I know a man who has 8 children and he is the most laid-back guy I know. I guess it must come with the territory.
Fantastic post.
Situations like this make me sad for all of the guys who have kids, but aren’t dads.
Man you are in for SO much more “wonder-ment”.
Your post made me smile all gummy-like too.
that was fucking beautiful. seriously.
Baby dimetap and gravol make babies sleep wonderfully during the day and wives stop screaming.
if you haven’t yet yelled at your child, you’re a better man than i.
actually, at leta’s age, my daughter had not been yelled at too much. we attributed any screamable behaviour to her being a baby, but now that she’s 2.666 (evil! evil!) years old, and can talk back and have just incredible tantrums, i’ve done my fair share of yelling, not that i’m proud of that.
btw, tell heather i did not curse you two to not seeing eternal sunshine. and no, my wife and i haven’t escaped our prison long enough to try to see it again, and we probably won’t be able to before it comes to video. we are enjoying our aluminum foil tho.
I’ve all but forgotten the sound of a screaming infant. My neice is now 19 years old, my nephew 14, and they are most likely the only babies I’ll ever come to know. My partner doesn’t want children, unfortunately. I think I’ll live vicariously here, if you don’t mind. Lovely website, as is Heather’s.
I hope one day to experience this same bliss, but for now, living vicariously through you is glorious. It is frightening how close you can get to a family just by reading their blogs on the internet. All coolness aside- You guys are wonderful.
Hope the house has calmed a bit. I have a 17 month old, and I offer no advice… the screaming is hell. My only hope is to retaliate when he’s 15 with something ridiculous and embarrassing. we’re working on a master plan.
If you need something to look forward to, may I suggest getting a babysitter and heading to see “Napoleon Dynamite” this summer. I saw an advanced screening a few days ago - and being a former Idahoan, I know no one who may appreciate this film more than you and your wife.
I hope everything eases up soon. She’s a beautiful baby. Not that that mutes the screaming entirely.
And not to sound selfish, but
“one happened in Los Angeles, across the table at DuParís at 3rd and Fairfax, but thatís another story for another day”

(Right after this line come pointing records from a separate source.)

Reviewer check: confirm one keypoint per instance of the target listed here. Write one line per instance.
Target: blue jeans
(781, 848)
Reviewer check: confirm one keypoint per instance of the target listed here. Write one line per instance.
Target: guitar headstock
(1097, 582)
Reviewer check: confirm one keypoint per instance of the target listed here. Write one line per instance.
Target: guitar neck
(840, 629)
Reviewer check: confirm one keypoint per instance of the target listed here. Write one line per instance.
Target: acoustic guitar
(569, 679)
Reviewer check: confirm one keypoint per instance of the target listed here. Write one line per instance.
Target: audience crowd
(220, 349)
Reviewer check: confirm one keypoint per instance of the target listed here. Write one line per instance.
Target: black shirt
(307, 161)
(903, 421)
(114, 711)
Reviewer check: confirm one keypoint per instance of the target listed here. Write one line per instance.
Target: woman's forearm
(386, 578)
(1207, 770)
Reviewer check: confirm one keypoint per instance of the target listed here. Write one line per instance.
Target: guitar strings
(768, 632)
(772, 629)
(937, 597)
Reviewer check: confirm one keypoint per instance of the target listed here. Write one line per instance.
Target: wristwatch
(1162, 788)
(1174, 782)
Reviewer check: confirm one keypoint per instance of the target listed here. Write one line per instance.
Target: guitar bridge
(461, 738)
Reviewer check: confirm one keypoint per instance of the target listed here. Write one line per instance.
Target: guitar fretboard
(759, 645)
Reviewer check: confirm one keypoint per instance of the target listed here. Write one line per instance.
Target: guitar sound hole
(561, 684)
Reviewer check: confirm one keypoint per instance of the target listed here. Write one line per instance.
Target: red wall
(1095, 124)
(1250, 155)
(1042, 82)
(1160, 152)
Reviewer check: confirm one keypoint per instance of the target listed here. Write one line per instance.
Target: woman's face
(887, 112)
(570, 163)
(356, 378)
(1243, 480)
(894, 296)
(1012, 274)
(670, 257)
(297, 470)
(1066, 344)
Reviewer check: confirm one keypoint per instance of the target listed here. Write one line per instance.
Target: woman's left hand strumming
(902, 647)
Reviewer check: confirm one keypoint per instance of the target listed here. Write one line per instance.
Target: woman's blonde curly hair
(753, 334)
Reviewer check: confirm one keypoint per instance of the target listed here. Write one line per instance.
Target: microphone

I’m so curious now. Do tell in time.
first time commenter - love what you have to say. sounds like you are doing just fine. way to go, you’re making a lot of people proud.
About a half-dozen dips of her binky in your freshly-poured Negra Modelo ought to do the trick. The alsohol calms her nerves and beer settles her stomache.
anyone who see’s you do this & gives you the High & Mighty is either too fundamentalist to open their yap or has never been charged with a screaming infant.
would like to know the other story that caused the ‘massive change of heart’
i never thought i would have kids either, but the wonder of it all has changed my whole entire life. i have two young ones. listening to their chatter is often times better than the sweetest song.
You and Heather seem like the ideal set of parents and I love hearing you guys tell it like it is without sugar coating how easy it is to raise a child the way most people do.
This has had the effect of pushing me off the fence entirely and convincing me that I do not want children. So in a weird way, thanks for that.
Time to update BLURBOMAT.
Not to be a total bummer.. but wait until they scribble the most wonderful piece of “marker art” all over the living room carpet.
Yea. You still love them. You only want to beat them for about 12 minutes, and you still want to pinch the cute baby butt… but I’ll be damned if it doesn’t make you question your sanity.